During the study, researchers used a unique method to deliver the compound to tumours. They found that tumours which received the compound either shrank or disappeared within a month.
To re-test the effectiveness of the compound, scientists used the same compound on two different types of skin cancer. They found that 40 per cent of both types of tumour vanished, while 30% of one and 20% of another shrank.
"When we used our method, the green tea extract reduced the size of many of the tumours every day, in some cases removing them altogether.
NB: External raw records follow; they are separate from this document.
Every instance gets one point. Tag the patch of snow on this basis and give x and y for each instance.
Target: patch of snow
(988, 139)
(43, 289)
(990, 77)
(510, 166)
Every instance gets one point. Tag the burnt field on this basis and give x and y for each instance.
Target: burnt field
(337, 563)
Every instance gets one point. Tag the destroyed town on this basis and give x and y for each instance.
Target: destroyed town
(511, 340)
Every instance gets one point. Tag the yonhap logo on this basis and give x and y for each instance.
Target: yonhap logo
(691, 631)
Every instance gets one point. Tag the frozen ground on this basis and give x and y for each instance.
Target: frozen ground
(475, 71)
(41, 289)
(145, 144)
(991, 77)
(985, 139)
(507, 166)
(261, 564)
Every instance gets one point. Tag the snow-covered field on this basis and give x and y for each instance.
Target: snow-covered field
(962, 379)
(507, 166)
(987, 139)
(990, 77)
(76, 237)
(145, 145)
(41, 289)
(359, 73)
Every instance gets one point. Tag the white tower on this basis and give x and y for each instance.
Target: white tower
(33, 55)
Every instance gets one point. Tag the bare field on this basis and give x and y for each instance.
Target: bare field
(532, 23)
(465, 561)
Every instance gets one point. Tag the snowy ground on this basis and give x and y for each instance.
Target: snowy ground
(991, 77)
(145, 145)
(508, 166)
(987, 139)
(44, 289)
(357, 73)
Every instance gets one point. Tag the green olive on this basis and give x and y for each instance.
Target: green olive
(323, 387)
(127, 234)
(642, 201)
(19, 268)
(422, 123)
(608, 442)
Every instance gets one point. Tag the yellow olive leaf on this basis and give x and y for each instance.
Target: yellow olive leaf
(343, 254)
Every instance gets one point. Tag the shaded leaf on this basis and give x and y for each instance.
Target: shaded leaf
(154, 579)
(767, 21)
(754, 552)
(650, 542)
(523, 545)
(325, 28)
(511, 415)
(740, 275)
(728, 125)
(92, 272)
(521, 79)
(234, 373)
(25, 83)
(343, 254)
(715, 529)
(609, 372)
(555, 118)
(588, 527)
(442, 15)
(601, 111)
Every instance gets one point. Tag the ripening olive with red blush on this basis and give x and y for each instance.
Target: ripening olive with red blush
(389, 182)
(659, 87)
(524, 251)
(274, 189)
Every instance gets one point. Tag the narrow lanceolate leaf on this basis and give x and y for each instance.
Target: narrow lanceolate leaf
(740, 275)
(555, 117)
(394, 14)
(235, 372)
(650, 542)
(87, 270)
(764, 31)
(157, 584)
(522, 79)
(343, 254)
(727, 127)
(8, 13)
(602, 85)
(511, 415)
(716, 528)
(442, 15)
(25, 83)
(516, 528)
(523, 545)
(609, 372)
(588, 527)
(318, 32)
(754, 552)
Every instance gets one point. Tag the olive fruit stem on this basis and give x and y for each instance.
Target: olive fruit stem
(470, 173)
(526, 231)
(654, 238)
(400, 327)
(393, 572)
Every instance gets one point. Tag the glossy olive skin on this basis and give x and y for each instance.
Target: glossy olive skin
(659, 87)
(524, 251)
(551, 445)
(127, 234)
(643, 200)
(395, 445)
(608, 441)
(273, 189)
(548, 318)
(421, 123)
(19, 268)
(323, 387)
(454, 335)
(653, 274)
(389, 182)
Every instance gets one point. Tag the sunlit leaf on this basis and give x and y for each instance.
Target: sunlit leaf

By contrast, the extract had no effect at all when it was delivered by other means, as every one of these tumours continued to grow," said Dufes.
The researchers encapsulated the green tea extract in vesicles that also carried transferrin, a plasma protein which transports iron through the blood. Receptors for transferrin are found in large amounts in many cancers, according to a Eurekalert report.
"These are very encouraging results which we hope could pave the way for new and effective cancer treatments. This research could open doors to new treatments for what is still one of the biggest killer diseases in many countries," said Dr Dufès.